Compartir, in spagnolo, significa condividere, partecipare, rendere parte, e questo sembra essere il proposito del raduno. Partecipare cosa? La grave preoccupazione per “la crisi che scuote il mondo intero e che mette a rischio la sopravvivenza del pianeta e tutto ciò che lo popola, esseri umani compresi” si legge nel comunicato con cui il successore del celebre subcomandante Marcos, il subcomandante Moisés, annuncia il meeting indigeno. L’attuale n. 1 dell’EZLN, la cui direzione è collettiva, manifesta la sua convinzione che “le scienze e le arti sono in grado di riscattare il meglio dell’umanità” e che “rappresentano sin da ora l’unica opportunità di costruzione di un mondo più giusto e razionale”. Al contrario “la politica dall’alto non solo è incapace di costruire delle soluzioni, ma è una delle responsabili dirette della catastrofe a cui assistiamo” che, per l’ex movimento armato “è destinata ad acutizzarsi”. Per il movimento zapatista “i popoli originari e chi vive, resiste e lotta nei bassifondi del mondo possiedono risorse di sapienza in grado di favorirne la sopravvivenza in condizioni avverse”.
Il festival “CompArte por la humanidad” si realizzerà dal 17 al 30 luglio prossimo. La fase preparatoria però inizierà0subito, già a marzo.
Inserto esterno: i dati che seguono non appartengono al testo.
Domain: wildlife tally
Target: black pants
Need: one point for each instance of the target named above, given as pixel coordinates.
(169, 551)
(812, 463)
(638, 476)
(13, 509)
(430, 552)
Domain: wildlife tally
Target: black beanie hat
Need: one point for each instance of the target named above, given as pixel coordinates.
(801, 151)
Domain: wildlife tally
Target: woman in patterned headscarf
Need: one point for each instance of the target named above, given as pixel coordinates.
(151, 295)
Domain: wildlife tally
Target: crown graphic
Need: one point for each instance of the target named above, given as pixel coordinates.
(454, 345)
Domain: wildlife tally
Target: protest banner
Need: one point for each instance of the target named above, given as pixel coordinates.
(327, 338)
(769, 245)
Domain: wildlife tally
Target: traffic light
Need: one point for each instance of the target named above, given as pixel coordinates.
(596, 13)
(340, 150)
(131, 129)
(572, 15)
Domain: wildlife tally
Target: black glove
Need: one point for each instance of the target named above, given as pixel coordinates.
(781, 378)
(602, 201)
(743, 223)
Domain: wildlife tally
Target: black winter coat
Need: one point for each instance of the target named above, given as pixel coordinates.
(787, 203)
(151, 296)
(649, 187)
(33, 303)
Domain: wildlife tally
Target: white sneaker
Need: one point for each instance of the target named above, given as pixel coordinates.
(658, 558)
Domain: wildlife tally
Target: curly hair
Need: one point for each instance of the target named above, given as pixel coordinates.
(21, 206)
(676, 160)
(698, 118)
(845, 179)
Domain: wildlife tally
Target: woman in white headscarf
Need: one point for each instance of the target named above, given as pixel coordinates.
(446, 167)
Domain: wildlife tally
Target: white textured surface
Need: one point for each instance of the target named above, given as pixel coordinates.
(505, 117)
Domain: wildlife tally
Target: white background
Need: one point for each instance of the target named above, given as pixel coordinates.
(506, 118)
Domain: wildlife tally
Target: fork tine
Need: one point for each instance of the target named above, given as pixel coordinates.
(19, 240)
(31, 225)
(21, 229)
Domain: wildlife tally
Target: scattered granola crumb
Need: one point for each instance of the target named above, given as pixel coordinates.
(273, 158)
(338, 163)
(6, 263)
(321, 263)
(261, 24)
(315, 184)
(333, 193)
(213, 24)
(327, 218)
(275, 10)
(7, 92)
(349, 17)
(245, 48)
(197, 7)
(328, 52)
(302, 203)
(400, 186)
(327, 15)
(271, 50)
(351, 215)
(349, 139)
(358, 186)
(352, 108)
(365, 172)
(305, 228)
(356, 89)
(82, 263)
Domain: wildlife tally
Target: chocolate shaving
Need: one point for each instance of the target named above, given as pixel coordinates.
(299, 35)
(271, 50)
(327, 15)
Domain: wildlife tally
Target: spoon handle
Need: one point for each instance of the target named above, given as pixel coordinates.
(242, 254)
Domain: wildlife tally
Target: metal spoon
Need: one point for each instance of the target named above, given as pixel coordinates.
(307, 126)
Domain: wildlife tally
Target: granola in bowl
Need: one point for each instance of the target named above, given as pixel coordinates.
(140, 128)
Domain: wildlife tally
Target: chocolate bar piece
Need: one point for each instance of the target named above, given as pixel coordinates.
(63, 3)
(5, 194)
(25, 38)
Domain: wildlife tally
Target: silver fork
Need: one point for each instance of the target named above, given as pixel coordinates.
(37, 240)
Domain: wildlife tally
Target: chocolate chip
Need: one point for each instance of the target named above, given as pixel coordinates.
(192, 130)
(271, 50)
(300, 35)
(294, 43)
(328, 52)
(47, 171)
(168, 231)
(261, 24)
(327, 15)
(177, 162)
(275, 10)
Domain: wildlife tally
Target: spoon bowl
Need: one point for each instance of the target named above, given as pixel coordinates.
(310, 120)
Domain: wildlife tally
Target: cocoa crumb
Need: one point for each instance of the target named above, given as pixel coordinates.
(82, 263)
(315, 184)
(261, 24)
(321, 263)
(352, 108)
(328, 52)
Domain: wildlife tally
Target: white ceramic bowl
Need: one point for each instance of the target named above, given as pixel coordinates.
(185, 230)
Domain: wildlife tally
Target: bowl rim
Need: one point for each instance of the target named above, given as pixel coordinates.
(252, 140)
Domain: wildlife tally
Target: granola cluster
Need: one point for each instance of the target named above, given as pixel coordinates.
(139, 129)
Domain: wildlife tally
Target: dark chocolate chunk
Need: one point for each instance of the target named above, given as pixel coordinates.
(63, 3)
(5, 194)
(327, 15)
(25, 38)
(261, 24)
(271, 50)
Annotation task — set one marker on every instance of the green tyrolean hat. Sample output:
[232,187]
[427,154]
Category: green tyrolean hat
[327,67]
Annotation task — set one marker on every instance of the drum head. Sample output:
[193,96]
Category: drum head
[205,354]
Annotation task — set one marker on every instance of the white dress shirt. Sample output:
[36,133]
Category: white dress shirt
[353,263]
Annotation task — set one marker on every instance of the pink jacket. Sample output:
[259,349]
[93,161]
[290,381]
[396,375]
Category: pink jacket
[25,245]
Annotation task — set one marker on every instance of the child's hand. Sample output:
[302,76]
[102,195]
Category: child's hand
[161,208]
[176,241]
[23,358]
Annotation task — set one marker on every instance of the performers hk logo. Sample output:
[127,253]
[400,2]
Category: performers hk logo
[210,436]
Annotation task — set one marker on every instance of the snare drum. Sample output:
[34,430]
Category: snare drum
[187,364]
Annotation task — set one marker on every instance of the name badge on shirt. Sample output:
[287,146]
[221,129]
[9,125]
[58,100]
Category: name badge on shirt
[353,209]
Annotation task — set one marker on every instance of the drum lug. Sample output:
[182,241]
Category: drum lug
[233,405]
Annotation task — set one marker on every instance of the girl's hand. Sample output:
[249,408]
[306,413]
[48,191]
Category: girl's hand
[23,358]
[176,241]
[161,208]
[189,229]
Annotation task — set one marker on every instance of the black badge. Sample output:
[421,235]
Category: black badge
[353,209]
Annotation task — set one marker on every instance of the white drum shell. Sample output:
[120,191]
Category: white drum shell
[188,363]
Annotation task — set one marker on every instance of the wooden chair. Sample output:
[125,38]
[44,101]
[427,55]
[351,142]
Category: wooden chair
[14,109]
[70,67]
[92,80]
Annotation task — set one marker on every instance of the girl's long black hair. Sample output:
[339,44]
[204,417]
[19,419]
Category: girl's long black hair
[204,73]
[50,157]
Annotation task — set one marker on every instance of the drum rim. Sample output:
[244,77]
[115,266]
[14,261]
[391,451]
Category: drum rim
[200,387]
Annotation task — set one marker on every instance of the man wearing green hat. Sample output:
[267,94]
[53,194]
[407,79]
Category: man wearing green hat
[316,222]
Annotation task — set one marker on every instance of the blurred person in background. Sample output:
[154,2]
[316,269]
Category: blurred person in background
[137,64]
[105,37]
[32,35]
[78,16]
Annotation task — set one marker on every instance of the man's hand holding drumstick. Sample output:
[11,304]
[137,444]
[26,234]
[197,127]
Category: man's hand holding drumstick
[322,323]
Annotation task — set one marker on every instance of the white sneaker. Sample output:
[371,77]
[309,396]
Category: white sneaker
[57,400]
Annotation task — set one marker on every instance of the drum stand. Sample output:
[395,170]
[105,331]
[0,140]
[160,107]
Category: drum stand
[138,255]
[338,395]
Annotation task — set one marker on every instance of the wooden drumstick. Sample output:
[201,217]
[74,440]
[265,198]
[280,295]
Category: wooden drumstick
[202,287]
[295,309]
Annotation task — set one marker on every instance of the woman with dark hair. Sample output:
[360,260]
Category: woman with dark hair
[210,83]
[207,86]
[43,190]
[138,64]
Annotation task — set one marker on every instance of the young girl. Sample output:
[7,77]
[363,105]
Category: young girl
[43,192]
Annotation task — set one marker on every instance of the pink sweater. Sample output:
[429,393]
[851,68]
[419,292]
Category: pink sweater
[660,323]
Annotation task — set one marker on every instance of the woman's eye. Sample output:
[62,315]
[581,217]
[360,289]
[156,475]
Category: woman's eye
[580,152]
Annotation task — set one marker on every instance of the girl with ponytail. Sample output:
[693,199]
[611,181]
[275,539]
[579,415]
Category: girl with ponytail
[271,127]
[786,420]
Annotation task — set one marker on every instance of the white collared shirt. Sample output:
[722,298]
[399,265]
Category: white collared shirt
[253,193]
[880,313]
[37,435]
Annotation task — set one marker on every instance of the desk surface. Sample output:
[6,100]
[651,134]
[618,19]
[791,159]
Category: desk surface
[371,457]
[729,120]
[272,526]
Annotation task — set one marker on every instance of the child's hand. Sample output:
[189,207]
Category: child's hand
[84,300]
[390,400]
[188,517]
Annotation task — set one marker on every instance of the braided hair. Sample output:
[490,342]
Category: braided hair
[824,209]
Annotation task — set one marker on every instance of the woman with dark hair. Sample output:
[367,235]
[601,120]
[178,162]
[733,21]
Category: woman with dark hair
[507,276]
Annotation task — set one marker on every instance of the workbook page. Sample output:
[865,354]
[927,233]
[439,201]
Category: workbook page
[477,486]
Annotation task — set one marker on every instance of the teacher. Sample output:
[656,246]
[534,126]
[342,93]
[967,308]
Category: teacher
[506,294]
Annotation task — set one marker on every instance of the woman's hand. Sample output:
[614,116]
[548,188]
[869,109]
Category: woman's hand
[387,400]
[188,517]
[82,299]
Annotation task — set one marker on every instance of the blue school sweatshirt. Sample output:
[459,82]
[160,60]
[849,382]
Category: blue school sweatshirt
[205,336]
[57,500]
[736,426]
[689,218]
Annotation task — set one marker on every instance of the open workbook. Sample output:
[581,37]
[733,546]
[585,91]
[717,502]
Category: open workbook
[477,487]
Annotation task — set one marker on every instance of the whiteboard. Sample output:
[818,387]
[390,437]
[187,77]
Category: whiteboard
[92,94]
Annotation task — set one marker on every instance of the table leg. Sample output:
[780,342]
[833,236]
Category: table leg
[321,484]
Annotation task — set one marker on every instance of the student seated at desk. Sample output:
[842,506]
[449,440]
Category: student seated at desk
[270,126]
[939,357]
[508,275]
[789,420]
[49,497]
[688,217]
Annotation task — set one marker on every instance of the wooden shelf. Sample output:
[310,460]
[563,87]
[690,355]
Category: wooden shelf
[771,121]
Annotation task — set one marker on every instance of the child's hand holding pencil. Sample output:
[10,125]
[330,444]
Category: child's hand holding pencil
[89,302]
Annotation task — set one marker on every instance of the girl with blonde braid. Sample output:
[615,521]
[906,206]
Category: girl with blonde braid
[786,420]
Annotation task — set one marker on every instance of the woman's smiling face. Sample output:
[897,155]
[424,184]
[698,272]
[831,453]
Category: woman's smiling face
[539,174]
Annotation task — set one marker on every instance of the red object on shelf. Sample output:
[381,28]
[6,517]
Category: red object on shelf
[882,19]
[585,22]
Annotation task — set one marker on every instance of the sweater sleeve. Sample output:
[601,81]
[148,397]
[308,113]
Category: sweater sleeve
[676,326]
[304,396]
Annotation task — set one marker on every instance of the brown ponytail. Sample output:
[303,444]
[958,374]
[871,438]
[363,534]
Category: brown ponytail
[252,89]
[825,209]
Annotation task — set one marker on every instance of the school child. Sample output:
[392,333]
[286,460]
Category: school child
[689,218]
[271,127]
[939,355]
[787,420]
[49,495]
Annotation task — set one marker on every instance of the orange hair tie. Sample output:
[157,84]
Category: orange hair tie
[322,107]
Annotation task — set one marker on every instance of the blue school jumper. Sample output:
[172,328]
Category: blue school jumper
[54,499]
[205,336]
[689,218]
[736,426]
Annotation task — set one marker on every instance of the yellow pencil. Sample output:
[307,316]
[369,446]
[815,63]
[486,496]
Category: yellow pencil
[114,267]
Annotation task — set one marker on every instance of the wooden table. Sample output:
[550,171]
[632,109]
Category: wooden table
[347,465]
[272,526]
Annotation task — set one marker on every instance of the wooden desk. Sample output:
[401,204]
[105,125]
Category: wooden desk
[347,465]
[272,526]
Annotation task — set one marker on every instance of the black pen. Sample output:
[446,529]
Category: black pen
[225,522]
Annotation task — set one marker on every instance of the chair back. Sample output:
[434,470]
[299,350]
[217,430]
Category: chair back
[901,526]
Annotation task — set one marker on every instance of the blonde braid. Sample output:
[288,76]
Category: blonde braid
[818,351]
L’agenda presentata in questi giorni dal subcomandante Moisés raccomanda che a giugno, “nelle comunità, regioni e aree zapatiste” si tengano “raduni e festival per mettere a punto le forme del rispettivo intervento artistico e selezionare chi dovrà partecipare al meeting”. Va ricordato che proprio in occasione dell’edizione 2014 della settimana zapatista, che allora fu dedicata a “Il pensiero critico davanti all’idra capitalista” venne annunciato a sorpresa il “ritiro” del subcomandante Marcos, alias Rafael Sebastián Guillén, dopo un ventennio in cui fu portavoce e leader mediatico dell’EZLN e la sua sostituzione con il comandante indigeno Moisés.